– Oui, répondirent les vilains hommes ; si tu veux payer sa dette, nous
ne lui ferons rien, tu peux compter là-dessus. »
Et ils prirent l’argent que Jean leur donnait, rirent tout haut de sa bonté, et
s’en allèrent. Jean arrangea le cadavre dans le cercueil, lui joignit les mains
et, lui disant adieu, se dirigea vers la grande forêt.
Partout où la lune perçait le feuillage, il vit les gracieux petits génies
de la forêt qui jouaient gaiement. Ceux-ci ne se dérangèrent pas, car ils
savaient l’innocence de Jean, et il n’y a que les méchants auxquels ils restent
invisibles. Quelques-uns d’entre eux n’étaient pas plus grands qu’un doigt ;
leurs longs cheveux blonds étaient relevés avec un peigne d’or. Deux par
deux ils se balançaient sur les grosses gouttes que forme la rosée sur les
feuilles et sur les herbes. Quelquefois la goutte roulait en bas ; alors ils
tombaient entre les longues pailles, et c’étaient parmi les autres petits êtres
de grands éclats de rire. Que tout cela était amusant ! Ils chantèrent, et Jean
reconnut distinctement toutes les chansons qu’il avait apprises étant petit
garçon. De grandes araignées bigarrées, avec des couronnes d’argent sur
la tête, filaient d’une haie à l’autre des ponts suspendus et des palais qui,
couverts de rosée, illuminés par la lune, semblaient être de verre. Cela dura
jusqu’au lever du soleil ; alors les petits génies entrèrent dans les boutons
des fleurs, et le vent dispersa leurs ponts et leurs châteaux.

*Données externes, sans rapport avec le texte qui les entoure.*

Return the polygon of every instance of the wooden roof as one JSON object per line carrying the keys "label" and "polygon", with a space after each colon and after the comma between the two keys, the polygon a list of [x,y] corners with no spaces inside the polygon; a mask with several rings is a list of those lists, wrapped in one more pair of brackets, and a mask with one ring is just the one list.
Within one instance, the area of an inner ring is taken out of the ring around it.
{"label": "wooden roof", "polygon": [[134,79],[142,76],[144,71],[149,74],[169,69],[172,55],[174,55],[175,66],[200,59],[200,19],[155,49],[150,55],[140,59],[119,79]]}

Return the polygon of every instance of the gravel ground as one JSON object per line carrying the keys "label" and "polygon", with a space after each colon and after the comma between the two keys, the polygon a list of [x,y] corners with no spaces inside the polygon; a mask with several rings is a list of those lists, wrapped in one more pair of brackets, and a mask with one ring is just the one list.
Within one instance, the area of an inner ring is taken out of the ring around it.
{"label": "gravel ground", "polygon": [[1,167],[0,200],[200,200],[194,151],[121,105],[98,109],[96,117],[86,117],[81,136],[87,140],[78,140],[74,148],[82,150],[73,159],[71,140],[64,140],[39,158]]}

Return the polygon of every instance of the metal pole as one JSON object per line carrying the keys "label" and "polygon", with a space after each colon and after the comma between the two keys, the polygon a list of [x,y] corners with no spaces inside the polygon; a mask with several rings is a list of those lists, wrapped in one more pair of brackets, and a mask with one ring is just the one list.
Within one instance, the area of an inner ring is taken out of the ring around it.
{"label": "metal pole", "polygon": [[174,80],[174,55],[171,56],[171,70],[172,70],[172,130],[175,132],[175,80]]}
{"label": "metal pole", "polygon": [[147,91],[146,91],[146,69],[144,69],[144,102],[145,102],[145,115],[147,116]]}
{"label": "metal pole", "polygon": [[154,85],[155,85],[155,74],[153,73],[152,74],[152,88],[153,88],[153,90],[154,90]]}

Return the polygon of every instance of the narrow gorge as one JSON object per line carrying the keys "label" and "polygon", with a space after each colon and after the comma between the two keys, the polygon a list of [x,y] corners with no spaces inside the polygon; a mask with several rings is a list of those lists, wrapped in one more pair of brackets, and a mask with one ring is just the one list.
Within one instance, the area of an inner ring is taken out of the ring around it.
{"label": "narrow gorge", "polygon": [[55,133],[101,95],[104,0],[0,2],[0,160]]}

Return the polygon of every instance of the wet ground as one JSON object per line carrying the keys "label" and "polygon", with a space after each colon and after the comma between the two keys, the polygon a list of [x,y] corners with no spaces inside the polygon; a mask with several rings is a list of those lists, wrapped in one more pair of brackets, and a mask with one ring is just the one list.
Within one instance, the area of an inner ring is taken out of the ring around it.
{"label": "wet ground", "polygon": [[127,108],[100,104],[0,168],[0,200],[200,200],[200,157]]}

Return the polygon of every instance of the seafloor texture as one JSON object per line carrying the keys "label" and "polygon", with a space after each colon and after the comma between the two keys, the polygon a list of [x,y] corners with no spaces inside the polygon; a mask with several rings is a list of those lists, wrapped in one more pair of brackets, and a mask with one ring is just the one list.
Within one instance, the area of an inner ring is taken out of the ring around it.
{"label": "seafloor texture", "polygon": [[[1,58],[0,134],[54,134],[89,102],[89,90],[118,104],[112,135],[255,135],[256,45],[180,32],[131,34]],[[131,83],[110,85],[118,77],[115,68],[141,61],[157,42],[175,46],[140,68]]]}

Jean sortait de la forêt, lorsqu’une forte voix d’homme cria derrière lui :
« Holà ! camarade, où allons-nous ?
– À travers le monde, répondit Jean. Je n’ai ni père ni mère, je suis un
pauvre garçon, mais le bon Dieu m’aidera.
– Moi aussi je vais à travers le monde, reprit l’étranger ; si tu veux, nous
ferons route ensemble.
– Je le veux bien. »
Et ils continuèrent ensemble.
Bientôt ils commencèrent à s’aimer, car ils étaient bons tous les deux.
Mais Jean remarqua que l’étranger était bien plus savant que lui ; il avait
déjà beaucoup voyagé, et savait parler sur tout.
Le soleil était déjà haut dans le ciel, quand ils s’assirent sous un grand
arbre pour déjeuner. Une vieille femme vint à passer. Elle était si vieille
qu’elle marchait toute courbée, s’appuyant sur une béquille, et elle portait
sur son dos un fagot qu’elle avait ramassé dans le bois. Son tablier était
relevé, et Jean vit trois verges d’osier qui en sortaient. Arrivée auprès d’eux,
son pied glissa ; elle tomba en jetant de hauts cris, car elle s’était cassé la
jambe, la pauvre femme ! Jean voulut tout de suite la porter chez elle ; mais
l’étranger ouvrit sa valise, y prit un petit pot, et dit qu’il avait un baume
qui remettrait immédiatement sa jambe ; elle pourrait alors s’en aller toute
seule, comme si cette jambe n’avait jamais été cassée. Seulement il exigea
en retour les trois verges qu’elle portait dans son tablier.